Let's face it: I'm not the most politically interested person in the world. Politics are important, of course, but politicians mostly just end up turning me off as self-important blowhards who get a hold of power and are quite reluctant to give that up. I prefer a government of interested citizens rather than a government of political hacks. (Ok, yes I am a bit idealistic when it comes to government, but idealism is the basis of democracy, after all.) My preference to see new folks taking on important government positions is the main reason that I'm supporting Pete Ashdown's campaign for the U.S. Senate.
Orrin Hatch (Arn in Utonic) has been in D.C. for as long as I can remember and his atttitude of entitlement to the job (write to him on an issue he opposes and you will get a fine dose of Hatch snottiness) seem the opposite of Ashdown's more approachable and public-minded sytle. I am particularly interested in how Ashdown has made use of a wiki to define his campaign issues (unfortunately vandals have hit it regularly so that it is more "locked down" than other wikis). For those of you who don't know (is there anyone left?) a wiki is basically a community-based database/encyclopedia/whatever in which everyone shares in the authoring.
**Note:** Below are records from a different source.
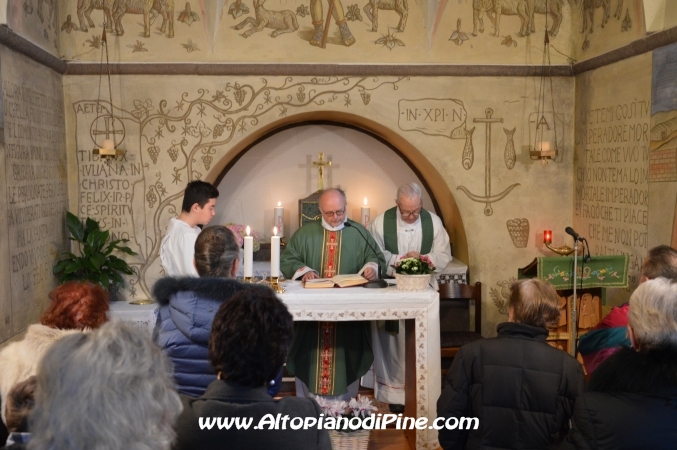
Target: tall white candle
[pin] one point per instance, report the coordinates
(248, 254)
(279, 219)
(365, 214)
(275, 254)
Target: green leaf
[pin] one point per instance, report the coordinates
(91, 225)
(75, 226)
(72, 267)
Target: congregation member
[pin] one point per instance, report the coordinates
(328, 358)
(521, 389)
(631, 401)
(250, 338)
(610, 335)
(404, 231)
(188, 306)
(75, 306)
(20, 401)
(109, 389)
(178, 245)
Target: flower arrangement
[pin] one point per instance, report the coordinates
(414, 266)
(360, 407)
(240, 231)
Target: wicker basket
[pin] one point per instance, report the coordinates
(353, 440)
(412, 283)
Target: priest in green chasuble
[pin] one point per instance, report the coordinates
(330, 357)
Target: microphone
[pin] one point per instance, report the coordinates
(374, 284)
(570, 231)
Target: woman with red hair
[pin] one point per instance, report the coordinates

For a politician the wiki becomes a way for the community to define issues and discuss those issues. By making his basic information source on his site a wiki, Ashdown shows his commitment to involving his potential constituents in developing his positions on the issues.
Now, of course, like any politician who serves far too long, Ashdown could develop the attitude of entitlement that Hatch displays. One would hope that unlike selfish Hatch, a Senator Ashdown would realize that our goverment works best when we have a diversity of voices.
Other folks are supporing Ashdown too and writing about it today: Ethan over at SLCSpin is the only one I have at the moment, but since he is the one coordinating this blogalicious campaign experiment, you might be best to visit him.